Before its second birthday in November, the City of Philadelphia’s Business Services Center website will add more interactivity and have the majority of licenses and permits available, officials tell Technically Philly.
“The portal was the first step in the overhaul of Phila.gov, collecting and sharing all business-related information for business users, rather than asking them to hunt through multiple departmental sites to get what they need,” said Sara Merriman, the director of policy initiatives for the city’s Department of Commerce.
The next release of the portal, internally scheduled for late summer, will include three major ‘interactive’ features: (1) a wizard tool to help direct businesses to the licenses they may need, (2) a wizard output into a dashboard that users can save and return to as they work through their tasks and (3) a business registration feature that will in future releases be used as the basis for further interactivity like online permit delivery and payment tracking, Merriman said.
In addition to the added interactivity, by the end of 2011, the portal is planned to house most city license and permit applications.
“We are targeting to have 75 percent of [license and permit applications] by volume up by end of year, getting contractors, developers and homeowners out of line at the Municipal Services Building and online,” said Daniel Heitzer, the deputy DOT chief information officer for business improvement services.
The rebuilding of Phila.gov was one of three top priorities outlined in January by interim CTO Tommy Jones.
“If you’re trying to get a business license, why do you care what department handles it? You care, ‘Can I get through this process?” Jones said then. “I love my residents, but I don’t want to see them in my office. Everything they need to interface with the city should be available online, and we’re working that way.”

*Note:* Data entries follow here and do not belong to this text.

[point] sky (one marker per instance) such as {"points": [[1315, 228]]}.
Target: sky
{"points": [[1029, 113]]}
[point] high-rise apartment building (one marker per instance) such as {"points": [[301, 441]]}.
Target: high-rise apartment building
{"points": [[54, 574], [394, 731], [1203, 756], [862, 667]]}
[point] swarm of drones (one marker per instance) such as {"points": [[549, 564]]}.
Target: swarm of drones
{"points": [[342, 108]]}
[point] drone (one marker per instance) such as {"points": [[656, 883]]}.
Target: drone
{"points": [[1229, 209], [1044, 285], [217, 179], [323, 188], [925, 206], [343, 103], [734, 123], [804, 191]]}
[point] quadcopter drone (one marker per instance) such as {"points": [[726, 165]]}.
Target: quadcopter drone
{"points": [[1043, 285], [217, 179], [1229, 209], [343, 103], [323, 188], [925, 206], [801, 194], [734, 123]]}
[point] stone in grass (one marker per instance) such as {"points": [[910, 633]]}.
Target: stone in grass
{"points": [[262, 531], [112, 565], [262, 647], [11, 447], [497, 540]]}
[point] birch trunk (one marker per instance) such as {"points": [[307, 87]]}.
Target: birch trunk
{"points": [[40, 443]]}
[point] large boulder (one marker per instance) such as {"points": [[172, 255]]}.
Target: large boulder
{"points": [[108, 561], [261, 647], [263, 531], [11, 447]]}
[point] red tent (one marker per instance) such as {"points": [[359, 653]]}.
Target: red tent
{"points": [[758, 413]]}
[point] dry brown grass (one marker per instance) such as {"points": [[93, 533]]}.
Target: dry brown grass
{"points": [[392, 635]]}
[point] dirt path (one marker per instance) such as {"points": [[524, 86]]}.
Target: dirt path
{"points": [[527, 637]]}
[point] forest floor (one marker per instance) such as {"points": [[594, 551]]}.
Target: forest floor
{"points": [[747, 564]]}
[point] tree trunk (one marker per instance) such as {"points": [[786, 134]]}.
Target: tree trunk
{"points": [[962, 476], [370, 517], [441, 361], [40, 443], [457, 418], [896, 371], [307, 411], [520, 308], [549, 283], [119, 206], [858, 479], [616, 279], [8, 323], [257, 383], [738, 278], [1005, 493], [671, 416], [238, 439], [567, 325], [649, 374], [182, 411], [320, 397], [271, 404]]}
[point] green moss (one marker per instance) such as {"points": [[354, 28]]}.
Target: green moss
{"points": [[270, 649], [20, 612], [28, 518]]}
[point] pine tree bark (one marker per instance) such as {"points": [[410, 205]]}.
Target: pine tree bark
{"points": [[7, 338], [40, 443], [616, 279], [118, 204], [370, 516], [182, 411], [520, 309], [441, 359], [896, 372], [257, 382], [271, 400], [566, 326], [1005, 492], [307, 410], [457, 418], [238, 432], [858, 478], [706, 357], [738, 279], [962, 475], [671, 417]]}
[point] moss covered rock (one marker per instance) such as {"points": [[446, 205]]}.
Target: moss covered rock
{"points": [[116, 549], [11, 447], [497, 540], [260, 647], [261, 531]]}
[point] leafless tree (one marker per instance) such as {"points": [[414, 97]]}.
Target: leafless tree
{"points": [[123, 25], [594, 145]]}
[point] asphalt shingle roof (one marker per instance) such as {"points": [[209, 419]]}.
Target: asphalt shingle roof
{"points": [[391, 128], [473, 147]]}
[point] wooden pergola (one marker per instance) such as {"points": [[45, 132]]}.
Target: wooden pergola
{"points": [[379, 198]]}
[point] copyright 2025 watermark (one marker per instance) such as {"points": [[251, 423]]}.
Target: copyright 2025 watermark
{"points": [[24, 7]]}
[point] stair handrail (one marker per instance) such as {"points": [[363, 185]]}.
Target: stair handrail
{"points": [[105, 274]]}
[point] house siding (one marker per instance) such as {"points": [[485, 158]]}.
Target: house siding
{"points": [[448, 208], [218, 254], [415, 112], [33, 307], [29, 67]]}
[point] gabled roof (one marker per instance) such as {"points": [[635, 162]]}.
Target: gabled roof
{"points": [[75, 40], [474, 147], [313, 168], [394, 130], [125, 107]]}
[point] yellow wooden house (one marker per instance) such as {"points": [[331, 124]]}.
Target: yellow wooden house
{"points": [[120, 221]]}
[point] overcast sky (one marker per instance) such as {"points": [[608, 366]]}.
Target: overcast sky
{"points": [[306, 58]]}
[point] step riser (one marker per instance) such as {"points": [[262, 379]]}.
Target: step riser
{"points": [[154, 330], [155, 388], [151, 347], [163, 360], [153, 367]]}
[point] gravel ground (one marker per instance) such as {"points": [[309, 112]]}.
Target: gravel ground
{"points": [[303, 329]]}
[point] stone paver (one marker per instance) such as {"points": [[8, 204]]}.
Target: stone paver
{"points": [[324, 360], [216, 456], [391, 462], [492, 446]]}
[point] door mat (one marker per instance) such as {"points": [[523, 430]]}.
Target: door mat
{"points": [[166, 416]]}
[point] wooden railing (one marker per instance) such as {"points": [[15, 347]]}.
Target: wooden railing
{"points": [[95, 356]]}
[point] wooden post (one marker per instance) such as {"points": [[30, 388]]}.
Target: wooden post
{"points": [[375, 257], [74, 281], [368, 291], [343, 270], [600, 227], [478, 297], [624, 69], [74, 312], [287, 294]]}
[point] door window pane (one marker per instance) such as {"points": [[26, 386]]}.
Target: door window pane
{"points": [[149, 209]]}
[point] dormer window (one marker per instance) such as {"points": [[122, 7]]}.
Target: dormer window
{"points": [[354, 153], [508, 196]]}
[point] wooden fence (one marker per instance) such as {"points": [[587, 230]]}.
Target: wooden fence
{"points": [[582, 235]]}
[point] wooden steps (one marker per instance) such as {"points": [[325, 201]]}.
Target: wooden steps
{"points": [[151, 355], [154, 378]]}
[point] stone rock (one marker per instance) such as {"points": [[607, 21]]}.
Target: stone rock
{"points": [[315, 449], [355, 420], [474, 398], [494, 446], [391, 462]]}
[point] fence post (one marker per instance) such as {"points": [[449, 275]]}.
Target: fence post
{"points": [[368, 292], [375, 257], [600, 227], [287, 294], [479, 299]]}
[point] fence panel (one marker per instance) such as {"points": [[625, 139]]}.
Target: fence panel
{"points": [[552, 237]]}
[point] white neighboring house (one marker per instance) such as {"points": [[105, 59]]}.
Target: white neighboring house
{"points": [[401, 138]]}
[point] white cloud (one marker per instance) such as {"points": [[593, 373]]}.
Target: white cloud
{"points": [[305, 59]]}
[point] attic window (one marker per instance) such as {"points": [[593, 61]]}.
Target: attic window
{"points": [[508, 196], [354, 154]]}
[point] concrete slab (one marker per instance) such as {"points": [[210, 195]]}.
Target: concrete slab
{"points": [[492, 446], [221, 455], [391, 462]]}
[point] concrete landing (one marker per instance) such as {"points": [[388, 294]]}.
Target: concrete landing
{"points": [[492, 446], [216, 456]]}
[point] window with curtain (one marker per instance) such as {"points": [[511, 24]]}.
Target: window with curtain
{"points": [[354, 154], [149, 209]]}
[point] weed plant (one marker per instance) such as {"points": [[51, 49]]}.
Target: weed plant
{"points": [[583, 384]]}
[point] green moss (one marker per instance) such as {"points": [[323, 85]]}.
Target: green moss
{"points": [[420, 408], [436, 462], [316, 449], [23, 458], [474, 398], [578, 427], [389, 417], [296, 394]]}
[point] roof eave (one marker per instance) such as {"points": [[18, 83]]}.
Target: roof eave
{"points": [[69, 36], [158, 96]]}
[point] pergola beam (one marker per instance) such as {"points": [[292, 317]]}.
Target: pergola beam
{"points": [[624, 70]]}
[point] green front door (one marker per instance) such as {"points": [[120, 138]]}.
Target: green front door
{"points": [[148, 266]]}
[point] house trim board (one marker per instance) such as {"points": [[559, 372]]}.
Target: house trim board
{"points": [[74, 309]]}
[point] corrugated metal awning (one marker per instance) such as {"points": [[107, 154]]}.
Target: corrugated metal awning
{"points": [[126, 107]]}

The new business portal, which first launched in November 2009, now averages 17,000 unique visitors a month, said Jeff Friedman, the former Division of Technology chief of staff and currently manager of civic innovation and participation in the mayor’s office. “The city is [making] it as easy as possible for businesses and ultimately all citizens to transact with and obtain needed information through the same type of online experience we are all used to in other parts of our lives.”